Suppose that Bitcoin has 1 MB blocks and transaction fees of 50 cents. Suppose that Bitcoin could move to 10 MB blocks without significantly harming decentralization, but the community chooses to stay at 1 MB blocks to be safe.
Suppose a competing cryptocurrency identical to Bitcoin is released, but with 10 MB blocks. Call this TenCoin. If all Bitcoin users were using TenCoin they'd be better off, but initially TenCoin would have very low security because it begins with just a handful of users. Money has network effects so its unclear whether TenCoin could ever pose a threat to Bitcoin.
To see how TenCoin could take over, imagine you're one of the Bitcoin users who cares the least about security and the most about low transaction fees. Suppose your use case involves making small bets of about 5 cents each with your friends around the world. Bitcoin is unusable for you because its fees are 10x the amount of your average bets. Even though TenCoin has very little security and is likely much more volatile than Bitcoin, it beats paying 1000% in fees. So you and people like you migrate over to TenCoin. However now that more people are using it, TenCoin becomes slightly more valuable because of the equation of exchange.

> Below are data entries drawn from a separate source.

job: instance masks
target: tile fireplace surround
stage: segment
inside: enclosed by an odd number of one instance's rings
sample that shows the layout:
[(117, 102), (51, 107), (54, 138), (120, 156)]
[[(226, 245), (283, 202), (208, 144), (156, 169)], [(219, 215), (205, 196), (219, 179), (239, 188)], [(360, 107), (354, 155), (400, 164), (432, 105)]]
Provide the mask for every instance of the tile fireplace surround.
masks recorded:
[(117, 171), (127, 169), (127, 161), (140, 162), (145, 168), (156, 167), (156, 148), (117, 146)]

This means mining rewards increase, so TenCoin is a little more secure and a little less volatile, making it more attractive for the next group of marginal Bitcoin users who previously just barely favored Bitcoin over TenCoin. In this way, TenCoin can gradually peel off more and more users from Bitcoin based on its superior parameters which allow it the same level of inherent centralization pressure as Bitcoin, but lower fees.
For a longer version of this argument, see the comment thread between pztorc and Elliot on this post.
Why is it bad that another cryptocurrency takes over? It undermines the concept of digital scarcity if new coins emerge and replace old coins. If it happens even once it sets a bad precedent. The faith that people have in the future value of a currency is what makes a currency stable and functional.
The Bitcoin community would have time to react to any competing cryptocurrency if it started to take its users in this way. Bitcoin has no credible threat right now, so we can afford to play it safe with decentralization.
Because money has network effects, new cryptocurrencies will only gain traction if they are providing something new and filling a niche ill suited to existing cryptocurrencies. They must have features that can't easily be added to existing currencies. New cryptocurrencies will only gain traction until all existing niches are filled adequately. Because genuine innovations are scarce, digital scarcity will continue even if Bitcoin is overtaken by another cryptocurrency.